The Panasonic Lumix DMC-FX9 may look like just another ultra-compact camera, but it has one feature that none of the competition has: image stabilization. Most people thing that’s only useful for ultra zoom cameras, but that’s not the case at all. The FX9’s OIS system will give you sharper photos in lower light conditions than a camera without it. That, along with the FX9’s other nice features, makes it a camera that I can definitely recommend.

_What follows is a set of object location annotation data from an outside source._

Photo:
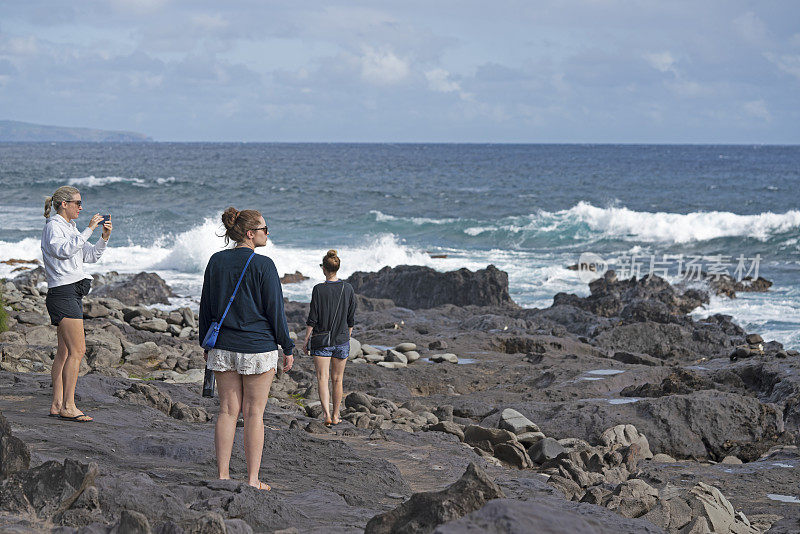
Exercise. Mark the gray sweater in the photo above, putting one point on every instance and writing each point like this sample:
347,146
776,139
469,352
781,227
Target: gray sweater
322,310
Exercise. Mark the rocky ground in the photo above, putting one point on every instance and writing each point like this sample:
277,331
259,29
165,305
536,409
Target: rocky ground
611,413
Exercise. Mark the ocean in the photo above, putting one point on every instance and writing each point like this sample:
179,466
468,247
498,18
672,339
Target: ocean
531,210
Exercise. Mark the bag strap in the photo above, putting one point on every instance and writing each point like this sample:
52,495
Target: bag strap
333,322
230,301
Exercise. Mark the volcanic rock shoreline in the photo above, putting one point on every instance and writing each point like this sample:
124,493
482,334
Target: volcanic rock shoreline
616,412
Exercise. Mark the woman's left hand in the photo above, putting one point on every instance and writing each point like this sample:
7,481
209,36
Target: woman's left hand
107,227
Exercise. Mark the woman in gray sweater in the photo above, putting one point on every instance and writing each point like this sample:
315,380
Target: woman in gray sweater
332,311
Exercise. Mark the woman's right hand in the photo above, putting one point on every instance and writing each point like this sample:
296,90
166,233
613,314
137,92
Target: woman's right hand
96,219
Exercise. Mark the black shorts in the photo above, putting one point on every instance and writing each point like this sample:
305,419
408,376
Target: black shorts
66,302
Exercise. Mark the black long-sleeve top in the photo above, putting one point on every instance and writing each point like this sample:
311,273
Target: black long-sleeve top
256,321
323,309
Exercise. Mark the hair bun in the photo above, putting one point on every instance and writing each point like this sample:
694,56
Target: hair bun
229,217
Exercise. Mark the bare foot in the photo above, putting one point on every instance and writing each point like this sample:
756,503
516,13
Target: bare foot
75,415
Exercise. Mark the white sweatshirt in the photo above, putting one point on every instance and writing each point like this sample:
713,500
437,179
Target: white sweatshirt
65,249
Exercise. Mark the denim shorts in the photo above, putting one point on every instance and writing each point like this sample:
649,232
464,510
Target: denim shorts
337,351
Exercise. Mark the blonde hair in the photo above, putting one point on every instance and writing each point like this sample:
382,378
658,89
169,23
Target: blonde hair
331,262
62,194
237,223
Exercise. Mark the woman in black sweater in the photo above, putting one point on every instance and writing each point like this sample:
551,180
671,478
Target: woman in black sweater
245,356
332,310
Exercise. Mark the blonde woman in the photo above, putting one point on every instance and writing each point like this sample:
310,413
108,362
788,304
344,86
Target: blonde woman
331,316
64,251
245,356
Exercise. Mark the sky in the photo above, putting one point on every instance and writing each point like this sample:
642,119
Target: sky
566,71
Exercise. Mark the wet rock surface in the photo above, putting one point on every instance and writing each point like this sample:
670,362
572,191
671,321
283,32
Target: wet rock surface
617,412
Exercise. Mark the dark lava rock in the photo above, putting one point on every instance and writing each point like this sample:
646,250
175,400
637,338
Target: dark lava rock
131,522
545,449
448,427
667,341
417,287
146,395
367,304
315,427
610,296
637,358
14,454
149,395
423,512
142,288
48,489
487,438
701,424
544,516
680,381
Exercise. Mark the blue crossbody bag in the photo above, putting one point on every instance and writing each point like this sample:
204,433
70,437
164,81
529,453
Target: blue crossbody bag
213,330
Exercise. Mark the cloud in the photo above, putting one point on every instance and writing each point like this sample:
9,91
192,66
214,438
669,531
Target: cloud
758,109
751,27
382,67
439,80
661,61
788,63
209,22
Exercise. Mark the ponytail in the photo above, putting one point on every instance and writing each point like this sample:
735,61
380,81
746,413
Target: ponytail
62,194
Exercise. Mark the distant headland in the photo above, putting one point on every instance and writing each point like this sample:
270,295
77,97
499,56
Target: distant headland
15,131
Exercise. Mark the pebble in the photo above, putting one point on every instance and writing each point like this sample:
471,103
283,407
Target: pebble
446,357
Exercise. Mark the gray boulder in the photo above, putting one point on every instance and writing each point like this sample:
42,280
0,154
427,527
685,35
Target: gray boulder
142,288
515,422
14,454
423,512
417,287
548,515
545,449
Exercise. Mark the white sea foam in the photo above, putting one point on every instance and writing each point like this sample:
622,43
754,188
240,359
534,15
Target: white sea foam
683,228
643,226
93,181
383,217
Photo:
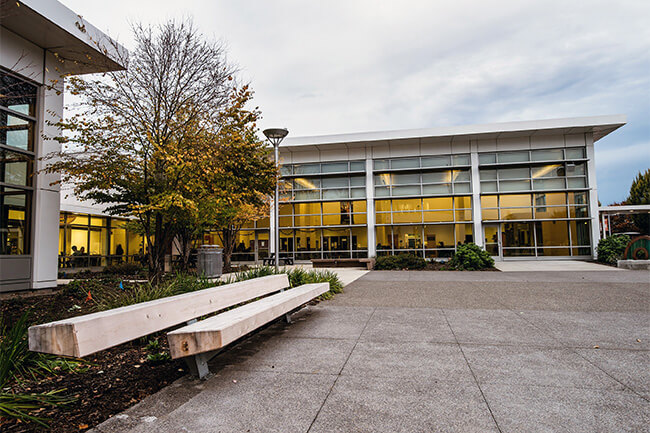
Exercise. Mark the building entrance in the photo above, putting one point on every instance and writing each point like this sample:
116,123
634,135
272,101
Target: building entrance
492,240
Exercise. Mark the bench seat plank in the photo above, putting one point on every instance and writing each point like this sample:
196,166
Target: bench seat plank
83,335
218,331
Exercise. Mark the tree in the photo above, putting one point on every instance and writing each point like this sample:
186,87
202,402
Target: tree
640,194
140,141
236,179
248,173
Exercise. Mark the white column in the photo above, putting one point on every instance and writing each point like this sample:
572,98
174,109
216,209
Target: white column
476,200
593,194
45,218
370,209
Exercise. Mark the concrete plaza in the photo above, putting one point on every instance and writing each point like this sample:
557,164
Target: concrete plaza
433,351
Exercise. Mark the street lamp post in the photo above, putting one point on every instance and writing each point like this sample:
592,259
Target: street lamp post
275,136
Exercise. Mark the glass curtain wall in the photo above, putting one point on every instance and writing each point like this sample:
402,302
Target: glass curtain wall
18,100
435,222
322,214
539,200
89,240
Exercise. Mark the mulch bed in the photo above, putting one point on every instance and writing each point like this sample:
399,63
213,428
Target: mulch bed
117,379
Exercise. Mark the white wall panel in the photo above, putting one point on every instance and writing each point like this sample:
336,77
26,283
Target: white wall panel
546,141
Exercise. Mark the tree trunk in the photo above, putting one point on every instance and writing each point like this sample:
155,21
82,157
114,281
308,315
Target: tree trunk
228,237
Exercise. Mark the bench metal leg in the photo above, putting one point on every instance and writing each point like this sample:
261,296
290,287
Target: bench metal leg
198,364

The DMC-FX9 is an ultra-compact camera with a body made mostly of metal. It’s well built for the most part, save for the cheap plastic door over the memory card and battery compartment. The camera fits well in the hand, and it’s easy to operate. Like most cameras in this class, the FX9 features a 3X optical zoom lens. If you lower the resolution to 3 Megapixel you can take advantage of Panasonic’s extended optical zoom feature, which boosts the total zoom to 4.1X. Another feature commonly found on ultra-compact cameras is a large 2.5″ LCD display, and the FX9 has one of those too. The screen has been greatly improved since the FX7, with superior sharpness and low light visibility. The camera doesn’t have an optical viewfinder, though, which may or may not bother you.
For the most part the DMC-FX9 is a point-and-shoot camera. The only manual control is custom white balance (with a fine-tuning feature) — and that’s a handy one to have. The camera is easy to use, with plenty of scene modes and simple menus. If you need something even easier, put the camera into “simple mode” and you’re set. The FX9’s burst and movie modes are quite good. The burst mode lets you take up to six photos in a row at 2 - 2.6 frames/second, or you can keep shooting until the memory card fills up at a slower 1.1 frames/second. The FX9’s movie mode is much better than on the FX7, and it’s now competitive with other cameras in this class.